From 0c63df73200016c36404baf183c6c7826d8dbe33 Mon Sep 17 00:00:00 2001
From: Olivier Houchard <[email protected]>
Date: Thu, 6 Apr 2017 14:45:14 +0200
Subject: [PATCH 6/6] MINOR: socket transfer: Set a timeout on the socket.

Make sure we're not stuck forever by setting a timeout on the socket.
---
src/cli.c | 2 ++
src/haproxy.c | 2 ++
2 files changed, 4 insertions(+)

diff --git a/src/cli.c b/src/cli.c
index 37fb9fe..d5ff11f 100644
--- a/src/cli.c
+++ b/src/cli.c
@@ -1025,6 +1025,7 @@ static int _getsocks(char **args, struct appctx *appctx, void *private)
struct connection *remote = objt_conn(si_opposite(si)->end);
struct msghdr msghdr;
struct iovec iov;
+ struct timeval tv = { .tv_sec = 1, .tv_usec = 0 };
int *tmpfd;
int tot_fd_nb = 0;
struct proxy *px;
@@ -1049,6 +1050,7 @@ static int _getsocks(char **args, struct appctx *appctx, void *private)
Warning("Cannot make the unix socket blocking\n");
goto out;
}
+ setsockopt(fd, SOL_SOCKET, SO_RCVTIMEO, (void *)&tv, sizeof(tv));
iov.iov_base = &tot_fd_nb;
iov.iov_len = sizeof(tot_fd_nb);
if (!cli_has_level(appctx, ACCESS_LVL_ADMIN))
diff --git a/src/haproxy.c b/src/haproxy.c
index feb0ec3..af86b78 100644
--- a/src/haproxy.c
+++ b/src/haproxy.c
@@ -579,6 +579,7 @@ static int get_old_sockets(const char *unixsocket)
struct msghdr msghdr;
struct iovec iov;
struct xfer_sock_list *xfer_sock = NULL;
+ struct timeval tv = { .tv_sec = 1, .tv_usec = 0 };
int sock = -1;
int ret = -1;
int ret2 = -1;
@@ -608,6 +609,7 @@ static int get_old_sockets(const char *unixsocket)
unixsocket);
goto out;
}
+ setsockopt(sock, SOL_SOCKET, SO_RCVTIMEO, (void *)&tv, sizeof(tv));
iov.iov_base = &fd_nb;
iov.iov_len = sizeof(fd_nb);
msghdr.msg_iov = &iov;
--
2.9.3
Pavlos Parissis
Re: [RFC][PATCHES] seamless reload
April 06, 2017 05:00PM
On 06/04/2017 04:25 μμ, Olivier Houchard wrote:
> Hi,
>
> The attached patchset is the first cut at an attempt to work around the
> linux issues with SOREUSEPORT that makes haproxy refuse a few new connections
> under heavy load.
> This works by transferring the existing sockets to the new process via the
> stats socket.

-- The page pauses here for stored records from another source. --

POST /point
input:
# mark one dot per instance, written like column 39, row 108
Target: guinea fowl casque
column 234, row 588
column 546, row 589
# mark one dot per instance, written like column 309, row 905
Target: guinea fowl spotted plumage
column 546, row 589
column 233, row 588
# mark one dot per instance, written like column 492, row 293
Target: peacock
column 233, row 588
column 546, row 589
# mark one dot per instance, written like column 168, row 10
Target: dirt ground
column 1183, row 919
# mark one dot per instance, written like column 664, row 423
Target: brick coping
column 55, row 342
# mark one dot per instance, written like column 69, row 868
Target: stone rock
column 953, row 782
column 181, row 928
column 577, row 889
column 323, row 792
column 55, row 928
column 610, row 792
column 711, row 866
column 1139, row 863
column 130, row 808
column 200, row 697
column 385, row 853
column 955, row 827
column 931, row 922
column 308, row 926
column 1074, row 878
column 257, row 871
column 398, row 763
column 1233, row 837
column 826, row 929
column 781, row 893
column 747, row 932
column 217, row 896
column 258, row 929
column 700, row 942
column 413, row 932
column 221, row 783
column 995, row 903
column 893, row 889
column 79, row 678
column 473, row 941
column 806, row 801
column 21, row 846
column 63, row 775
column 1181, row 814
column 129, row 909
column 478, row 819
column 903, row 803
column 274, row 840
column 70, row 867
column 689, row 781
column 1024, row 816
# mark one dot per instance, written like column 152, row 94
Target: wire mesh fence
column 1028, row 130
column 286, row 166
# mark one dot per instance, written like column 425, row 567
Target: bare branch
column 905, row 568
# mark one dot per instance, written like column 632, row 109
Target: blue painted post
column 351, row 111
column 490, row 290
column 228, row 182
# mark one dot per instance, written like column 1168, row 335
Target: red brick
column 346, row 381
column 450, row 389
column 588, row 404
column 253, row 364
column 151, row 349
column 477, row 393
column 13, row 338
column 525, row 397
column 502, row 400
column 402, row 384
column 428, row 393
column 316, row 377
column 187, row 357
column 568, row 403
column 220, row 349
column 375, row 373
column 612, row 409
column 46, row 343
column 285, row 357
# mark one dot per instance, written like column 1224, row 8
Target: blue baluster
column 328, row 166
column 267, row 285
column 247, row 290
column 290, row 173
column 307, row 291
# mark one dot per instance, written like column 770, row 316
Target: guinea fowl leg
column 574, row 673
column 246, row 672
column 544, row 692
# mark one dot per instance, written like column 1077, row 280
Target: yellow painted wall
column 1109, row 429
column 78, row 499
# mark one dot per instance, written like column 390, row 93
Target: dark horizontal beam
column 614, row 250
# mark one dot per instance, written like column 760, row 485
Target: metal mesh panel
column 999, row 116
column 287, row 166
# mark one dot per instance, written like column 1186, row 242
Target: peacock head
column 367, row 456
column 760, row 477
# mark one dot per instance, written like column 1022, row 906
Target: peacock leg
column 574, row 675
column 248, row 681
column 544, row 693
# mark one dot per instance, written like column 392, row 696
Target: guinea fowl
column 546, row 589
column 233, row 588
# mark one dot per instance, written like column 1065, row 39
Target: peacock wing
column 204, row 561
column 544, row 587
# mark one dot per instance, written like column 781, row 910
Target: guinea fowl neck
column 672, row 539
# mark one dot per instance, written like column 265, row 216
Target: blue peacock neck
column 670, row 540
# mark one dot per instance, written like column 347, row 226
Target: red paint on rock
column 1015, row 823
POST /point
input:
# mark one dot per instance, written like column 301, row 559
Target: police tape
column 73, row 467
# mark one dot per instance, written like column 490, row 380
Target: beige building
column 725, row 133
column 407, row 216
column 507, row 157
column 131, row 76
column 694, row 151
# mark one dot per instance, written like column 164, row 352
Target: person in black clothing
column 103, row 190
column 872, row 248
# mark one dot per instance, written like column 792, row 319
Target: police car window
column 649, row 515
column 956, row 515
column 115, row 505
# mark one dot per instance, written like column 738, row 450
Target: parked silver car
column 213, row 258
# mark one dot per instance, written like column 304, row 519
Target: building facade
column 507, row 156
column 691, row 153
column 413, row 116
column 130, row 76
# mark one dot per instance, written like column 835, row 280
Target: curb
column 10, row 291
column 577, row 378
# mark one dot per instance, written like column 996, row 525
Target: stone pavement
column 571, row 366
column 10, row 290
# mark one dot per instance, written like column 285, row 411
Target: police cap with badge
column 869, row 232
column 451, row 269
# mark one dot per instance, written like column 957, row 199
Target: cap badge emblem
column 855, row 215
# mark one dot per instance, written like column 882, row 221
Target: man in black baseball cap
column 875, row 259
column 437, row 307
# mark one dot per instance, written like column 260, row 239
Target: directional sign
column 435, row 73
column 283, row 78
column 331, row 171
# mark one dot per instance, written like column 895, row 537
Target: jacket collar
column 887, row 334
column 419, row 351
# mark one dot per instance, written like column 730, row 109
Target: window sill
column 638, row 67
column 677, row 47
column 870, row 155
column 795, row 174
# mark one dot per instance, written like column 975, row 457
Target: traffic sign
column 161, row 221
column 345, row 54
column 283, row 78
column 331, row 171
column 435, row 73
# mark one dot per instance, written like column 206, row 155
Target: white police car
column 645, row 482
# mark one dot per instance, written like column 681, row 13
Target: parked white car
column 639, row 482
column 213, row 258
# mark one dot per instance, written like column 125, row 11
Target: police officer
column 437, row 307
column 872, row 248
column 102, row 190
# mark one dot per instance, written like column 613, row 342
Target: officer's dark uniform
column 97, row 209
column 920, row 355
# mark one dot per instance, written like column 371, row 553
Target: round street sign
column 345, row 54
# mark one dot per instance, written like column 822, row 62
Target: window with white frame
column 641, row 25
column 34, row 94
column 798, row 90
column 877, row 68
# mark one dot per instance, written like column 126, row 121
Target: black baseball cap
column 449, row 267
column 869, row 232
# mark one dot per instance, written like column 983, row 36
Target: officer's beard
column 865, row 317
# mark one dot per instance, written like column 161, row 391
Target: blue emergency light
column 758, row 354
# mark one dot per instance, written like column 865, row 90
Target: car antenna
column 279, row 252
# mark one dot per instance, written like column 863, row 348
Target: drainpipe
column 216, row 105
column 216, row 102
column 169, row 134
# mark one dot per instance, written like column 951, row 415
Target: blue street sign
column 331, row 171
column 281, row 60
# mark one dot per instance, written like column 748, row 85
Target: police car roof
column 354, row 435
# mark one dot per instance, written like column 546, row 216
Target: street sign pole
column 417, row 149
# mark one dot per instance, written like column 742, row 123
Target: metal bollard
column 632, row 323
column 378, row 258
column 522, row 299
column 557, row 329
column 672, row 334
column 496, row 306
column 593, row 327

A new command-line flag has been added, -x, that takes the
> path to the unix socket as an argument, and if set, will attempt to retrieve
> all the listening sockets;
> Right now, any error, either while connecting to the socket, or retrieving
> the file descriptors, is fatal, but maybe it'd be better to just fall back
> to the previous behavior instead of opening any missing socket ? I'm still
> undecided about that.
>
> Any testing, comments, etc would be greatly appreciated.
>

Does this patch set support HAProxy in multiprocess mode (nbproc > 1) ?

Cheers,
Pavlos
Olivier Houchard
Re: [RFC][PATCHES] seamless reload
April 06, 2017 05:10PM
On Thu, Apr 06, 2017 at 04:56:47PM +0200, Pavlos Parissis wrote:
> On 06/04/2017 04:25 μμ, Olivier Houchard wrote:
> > Hi,
> >
> > The attached patchset is the first cut at an attempt to work around the
> > linux issues with SOREUSEPORT that makes haproxy refuse a few new connections
> > under heavy load.
> > This works by transferring the existing sockets to the new process via the
> > stats socket. A new command-line flag has been added, -x, that takes the
> > path to the unix socket as an argument, and if set, will attempt to retrieve
> > all the listening sockets;
> > Right now, any error, either while connecting to the socket, or retrieving
> > the file descriptors, is fatal, but maybe it'd be better to just fall back
> > to the previous behavior instead of opening any missing socket ? I'm still
> > undecided about that.
> >
> > Any testing, comments, etc would be greatly appreciated.
> >
>
> Does this patch set support HAProxy in multiprocess mode (nbproc > 1) ?
>

Hi Pavlos,

If it does not, it's a bug :)
In my few tests, it seemed to work.

Olivier
Pavlos Parissis
Re: [RFC][PATCHES] seamless reload
April 07, 2017 10:10PM
On 06/04/2017 04:57 μμ, Olivier Houchard wrote:
> On Thu, Apr 06, 2017 at 04:56:47PM +0200, Pavlos Parissis wrote:
>> On 06/04/2017 04:25 μμ, Olivier Houchard wrote:
>>> Hi,
>>>
>>> The attached patchset is the first cut at an attempt to work around the
>>> linux issues with SOREUSEPORT that makes haproxy refuse a few new connections
>>> under heavy load.
>>> This works by transferring the existing sockets to the new process via the
>>> stats socket. A new command-line flag has been added, -x, that takes the
>>> path to the unix socket as an argument, and if set, will attempt to retrieve
>>> all the listening sockets;
>>> Right now, any error, either while connecting to the socket, or retrieving
>>> the file descriptors, is fatal, but maybe it'd be better to just fall back
>>> to the previous behavior instead of opening any missing socket ? I'm still
>>> undecided about that.
>>>
>>> Any testing, comments, etc would be greatly appreciated.
>>>
>>
>> Does this patch set support HAProxy in multiprocess mode (nbproc > 1) ?
>>
>
> Hi Pavlos,
>
> If it does not, it's a bug :)
> In my few tests, it seemed to work.
>
> Olivier
>


I run systems with systemd and I can't see how I can test the seamless reload
functionality ( thanks for that) without a proper support for the UNIX socket
file argument (-x) in the haproxy-systemd-wrapper.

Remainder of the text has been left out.